Most people have favorite food memories—maybe a favorite holiday dish or fresh local fruit at its peak. Sociologist Jennifer Jordan talks to The Lake Effect about her new book Edible Memory, all about how food shapes culture, culture shapes food, and collective memory forms around what we grow, cook, and eat.

Jordan says that collective memories come from pieces of the material world, and that food memories are both personal and social. A personal memory about kitchens, food, and gardens often speaks to broader patterns of those things at a particular point in history or regional/local space because food is so often communal. Large groups may share similar food memories, revealing how food brings people together (and sometimes divides).

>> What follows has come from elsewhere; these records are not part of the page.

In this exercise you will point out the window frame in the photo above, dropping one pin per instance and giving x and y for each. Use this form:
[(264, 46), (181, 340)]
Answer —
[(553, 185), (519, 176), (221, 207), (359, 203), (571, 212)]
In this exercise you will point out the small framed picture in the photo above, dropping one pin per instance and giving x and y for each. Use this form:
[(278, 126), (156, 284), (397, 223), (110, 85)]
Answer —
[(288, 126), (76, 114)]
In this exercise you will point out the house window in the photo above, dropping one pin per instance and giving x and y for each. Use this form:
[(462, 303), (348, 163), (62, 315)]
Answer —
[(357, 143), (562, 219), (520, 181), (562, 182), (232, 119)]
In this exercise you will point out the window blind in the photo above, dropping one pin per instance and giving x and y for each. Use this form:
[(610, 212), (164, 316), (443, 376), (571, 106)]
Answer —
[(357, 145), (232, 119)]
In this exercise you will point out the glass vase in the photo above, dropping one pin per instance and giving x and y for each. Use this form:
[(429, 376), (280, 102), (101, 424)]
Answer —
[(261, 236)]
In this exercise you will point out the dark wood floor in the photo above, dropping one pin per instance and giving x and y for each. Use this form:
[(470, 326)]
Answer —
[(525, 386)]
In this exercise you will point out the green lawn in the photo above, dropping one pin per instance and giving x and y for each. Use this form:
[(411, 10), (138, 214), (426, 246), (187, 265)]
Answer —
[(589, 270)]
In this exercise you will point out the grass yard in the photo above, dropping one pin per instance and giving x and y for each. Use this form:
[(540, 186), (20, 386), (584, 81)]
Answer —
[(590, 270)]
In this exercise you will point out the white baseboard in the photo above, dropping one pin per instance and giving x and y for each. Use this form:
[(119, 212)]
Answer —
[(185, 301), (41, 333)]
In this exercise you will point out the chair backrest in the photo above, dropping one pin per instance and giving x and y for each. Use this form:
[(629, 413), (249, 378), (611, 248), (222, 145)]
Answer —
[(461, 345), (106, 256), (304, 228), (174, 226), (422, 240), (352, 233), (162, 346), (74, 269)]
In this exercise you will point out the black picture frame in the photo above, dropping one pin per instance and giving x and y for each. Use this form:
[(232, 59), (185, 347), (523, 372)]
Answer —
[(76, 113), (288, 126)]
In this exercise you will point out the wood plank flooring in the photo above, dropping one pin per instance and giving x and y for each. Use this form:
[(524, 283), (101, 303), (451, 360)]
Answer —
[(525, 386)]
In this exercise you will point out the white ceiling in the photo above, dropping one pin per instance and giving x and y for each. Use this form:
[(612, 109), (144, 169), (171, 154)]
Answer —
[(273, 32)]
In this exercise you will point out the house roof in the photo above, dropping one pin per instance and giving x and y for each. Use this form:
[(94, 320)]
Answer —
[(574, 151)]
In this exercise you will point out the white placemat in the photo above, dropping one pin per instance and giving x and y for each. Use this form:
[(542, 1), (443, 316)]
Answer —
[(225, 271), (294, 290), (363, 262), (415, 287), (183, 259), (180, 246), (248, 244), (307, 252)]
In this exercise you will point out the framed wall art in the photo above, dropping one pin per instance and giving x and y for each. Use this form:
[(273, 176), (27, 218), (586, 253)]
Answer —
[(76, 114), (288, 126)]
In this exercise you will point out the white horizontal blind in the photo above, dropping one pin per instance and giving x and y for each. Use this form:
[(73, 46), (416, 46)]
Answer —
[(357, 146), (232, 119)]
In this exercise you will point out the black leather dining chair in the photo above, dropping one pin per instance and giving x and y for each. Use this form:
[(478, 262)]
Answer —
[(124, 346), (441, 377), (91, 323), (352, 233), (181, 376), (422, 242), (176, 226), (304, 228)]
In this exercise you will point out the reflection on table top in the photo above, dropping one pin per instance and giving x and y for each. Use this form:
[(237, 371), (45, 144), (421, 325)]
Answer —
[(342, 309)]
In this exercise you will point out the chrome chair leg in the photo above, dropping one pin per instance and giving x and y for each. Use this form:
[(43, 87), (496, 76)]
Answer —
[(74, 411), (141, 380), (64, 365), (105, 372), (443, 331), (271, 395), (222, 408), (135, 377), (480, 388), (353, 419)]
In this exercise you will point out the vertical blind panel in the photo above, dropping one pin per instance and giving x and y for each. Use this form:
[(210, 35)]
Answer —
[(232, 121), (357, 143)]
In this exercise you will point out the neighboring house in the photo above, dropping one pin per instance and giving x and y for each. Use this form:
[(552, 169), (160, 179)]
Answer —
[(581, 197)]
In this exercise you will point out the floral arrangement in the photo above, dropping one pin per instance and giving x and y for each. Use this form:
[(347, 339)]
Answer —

Tastes in foods change over time, too. Jordan says just as the broccoli florets people tried to feed to the dog as children become adulthood favorites, a similar phenomenon occurs on a much grander scale. The tomato, for instance, is technically a “new world” food from South America. When it reached Europe in the 15th and 16th centuries, people feared the fruit was toxic. Only recently has it become an essential part of the identity of food cultures including Italian and Spanish fare.

Meanwhile, in United States and elsewhere, we see the standardization of foods and genetic strains of produce. Instead of highly local heirloom tomato, a more mass-produced “beefsteak” variety better lends itself to feeding whole populations because of its hardiness during transport. Food, thus, becomes more homogenous on a national level, while, on the regional and local level there remains a more vibrant array of products: individual families and small-scale farmers preserve older genetic strains of plants and older family recipes that use regional produce. Consider okra in the American South, rhubarb in the upper Midwest, springtime fiddlehead ferns in the Northeast, or fresh avocados right off a Southern California tree—can’t you just taste them now?